Avant l’aiguisement des désaccords politiques entre Israël et Palestine, les deux peuples vivaient en bons termes sur le territoire. Ils dansèrent, mangèrent et s’amusèrent ensemble durant 14 siècles. En est-ce encore le cas aujourd’hui?

Des années 1920 qui marquèrent l’arrivée des premiers colons juifs en Palestine à nos jours, les pistes d’une kyrielle de solutions diplomatiques ont été explorées par les deux peuples dans l’espoir pour eux de résoudre les conflits politiques et territoriaux qui les opposent. Même la possibilité d’un État binational a été envisagée, jusqu’en 1947, sous l’arbitrage et la supervision de l’UNSCOP (United Nations Special Committee on Palestine). Cependant, il n’y a eu aucun progrès dans les  négociations de paix entre Israéliens et Palestiniens.  La montée d’Israël en puissance militaire, avec l’assistance inconditionnelle des États-Unis, rend de plus en plus improbable le règlement à l’amiable des contentieux envenimés. Israël se classe 4ème parmi les plus grands et importants pays producteurs et exportateurs d’armes de destruction massive au monde.
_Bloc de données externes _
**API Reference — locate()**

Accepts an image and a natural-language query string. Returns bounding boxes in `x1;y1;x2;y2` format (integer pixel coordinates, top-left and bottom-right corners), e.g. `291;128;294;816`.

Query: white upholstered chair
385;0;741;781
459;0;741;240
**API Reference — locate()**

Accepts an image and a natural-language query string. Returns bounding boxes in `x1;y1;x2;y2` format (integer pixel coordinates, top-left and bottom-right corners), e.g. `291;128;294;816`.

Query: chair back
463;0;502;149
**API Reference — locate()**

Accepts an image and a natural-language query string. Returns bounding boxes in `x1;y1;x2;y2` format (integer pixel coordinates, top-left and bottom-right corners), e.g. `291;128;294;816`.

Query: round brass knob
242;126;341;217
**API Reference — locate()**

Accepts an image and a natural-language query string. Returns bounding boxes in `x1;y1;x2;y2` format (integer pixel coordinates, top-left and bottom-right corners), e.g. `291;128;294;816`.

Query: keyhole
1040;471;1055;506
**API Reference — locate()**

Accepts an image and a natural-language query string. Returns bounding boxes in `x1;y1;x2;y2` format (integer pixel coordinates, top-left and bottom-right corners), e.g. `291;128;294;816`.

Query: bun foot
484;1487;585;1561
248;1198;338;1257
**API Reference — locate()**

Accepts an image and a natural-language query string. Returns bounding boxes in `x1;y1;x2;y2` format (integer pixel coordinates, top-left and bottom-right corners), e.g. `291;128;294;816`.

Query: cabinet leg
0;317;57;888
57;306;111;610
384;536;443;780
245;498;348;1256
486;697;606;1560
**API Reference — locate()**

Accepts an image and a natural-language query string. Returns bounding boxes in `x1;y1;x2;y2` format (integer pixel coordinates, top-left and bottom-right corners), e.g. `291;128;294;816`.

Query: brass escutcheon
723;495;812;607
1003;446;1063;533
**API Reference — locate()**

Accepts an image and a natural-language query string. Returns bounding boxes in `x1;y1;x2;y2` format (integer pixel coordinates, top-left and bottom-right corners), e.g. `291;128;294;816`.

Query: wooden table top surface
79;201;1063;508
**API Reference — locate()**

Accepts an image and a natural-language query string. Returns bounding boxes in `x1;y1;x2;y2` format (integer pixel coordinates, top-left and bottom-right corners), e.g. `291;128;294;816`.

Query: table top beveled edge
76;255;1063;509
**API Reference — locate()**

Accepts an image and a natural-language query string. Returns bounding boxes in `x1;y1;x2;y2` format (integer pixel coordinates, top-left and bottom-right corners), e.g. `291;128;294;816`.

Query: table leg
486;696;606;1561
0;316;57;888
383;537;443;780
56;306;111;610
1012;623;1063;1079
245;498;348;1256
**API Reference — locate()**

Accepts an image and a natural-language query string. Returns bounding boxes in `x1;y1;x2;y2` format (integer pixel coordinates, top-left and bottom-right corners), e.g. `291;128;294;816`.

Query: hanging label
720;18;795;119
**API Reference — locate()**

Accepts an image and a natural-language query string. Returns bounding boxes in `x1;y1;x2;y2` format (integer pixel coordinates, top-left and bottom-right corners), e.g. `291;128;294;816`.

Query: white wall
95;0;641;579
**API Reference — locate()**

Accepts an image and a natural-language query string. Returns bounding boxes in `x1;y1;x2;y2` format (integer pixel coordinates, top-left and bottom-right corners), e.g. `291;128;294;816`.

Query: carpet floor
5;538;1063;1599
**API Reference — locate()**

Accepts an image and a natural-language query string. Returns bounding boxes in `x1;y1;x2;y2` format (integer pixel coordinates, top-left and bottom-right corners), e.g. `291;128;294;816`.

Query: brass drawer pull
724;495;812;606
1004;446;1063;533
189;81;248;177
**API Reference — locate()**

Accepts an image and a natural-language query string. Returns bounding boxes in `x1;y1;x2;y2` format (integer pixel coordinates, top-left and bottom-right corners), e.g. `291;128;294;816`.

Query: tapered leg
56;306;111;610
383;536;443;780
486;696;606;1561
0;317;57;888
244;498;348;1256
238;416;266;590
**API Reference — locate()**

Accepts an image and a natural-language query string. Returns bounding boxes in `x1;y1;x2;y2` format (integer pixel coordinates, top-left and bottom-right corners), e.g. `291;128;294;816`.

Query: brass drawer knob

Noam Chomsky, dans « Palestine, L’état de siège », a même risqué de sous-titrer : « Proche-Orient : une paix possible (qui n’arrivera pas). »

Il faut que Dominicains et Haïtiens se montrent assez «conciliants » pour éviter de basculer dans la « palestinisation » ou l’ « israélisation » des hostilités qui les opposent depuis des décennies sur une base farfelue de racisme, noirisme et surtout d’ « anti-haïtiannisme » primaire. Quelles que soient les raisons évoquées, une telle dégénérescence ne pourra que profiter aux penchants voraces de la Communauté internationale, particulièrement les États-Unis et son compère le Canada, sans écarter la France, qui nourrissent et caressent leur plan de mainmise sur l’île, par l’entremise de l’Organisation des Nations unies, leur « cheval de Troie ». Contrairement à sa voisine, Haïti n’a pas d’armée. L’Organisation hémisphérique, OEA, l’Organisation des Nations unies, ONU – dont, dans les deux cas, elle est  membre fondateur  –  aurait le devoir absolu de la protéger contre toute forme d’agression armée venant de l’extérieur, ne serait-ce que pour éviter le massacre d’une population sans défense [2]. N’est-ce pas dans ce contexte international que les puissances mondiales tentent toujours de placer les opérations militaires « Restore Hope » – quoique « bidon » – qu’elles entreprennent en Somalie, Irak, Afghanistan, Libye, Mali, Centrafrique, ou ailleurs…? Dans bien des cas, ce sont les pyromanes qui deviennent les sapeurs-pompiers…!

En 1980, la revue « REGARD » à laquelle nous collaborions, avait repris à son compte un article paru dans un médium étranger : « L’occupation d’Haïti par la République dominicaine ». Dans le « pot aux roses », pour ne pas dire derrière le « complot », se serait retrouvée la main du puissant « gendarme du monde ». Déjà, dès l’année 1963, des États anti-progressistes auraient confié à la République dominicaine la « charge militaire » de défendre le gouvernement de François Duvalier contre toute menace sérieuse de perte de pouvoir provenant d’un quelconque mouvement politique d’orientation idéologique gauchiste. Tout compte fait, les agissements hostiles, méprisants de la République dominicaine envers les Dominicains d’origine haïtienne pourraient bien révéler, sans le vouloir, les termes d’une mission politique secrète, froidement élaborés dans les laboratoires des forces néocoloniales  qui, pour des raisons inavouées et inavouables, cherchent par tous les moyens – depuis janvier 1804 – à faire connaître à la République d’Haïti le sort des dinosaures.


Références

[1]  Noam Chomsky, La tragédie d’Haïti.

[2] Charte de l’OEA, chapitre VI, article 28 et 29 – Charte des Nations Unies, chapitre I, article 2, 4ème alinéa.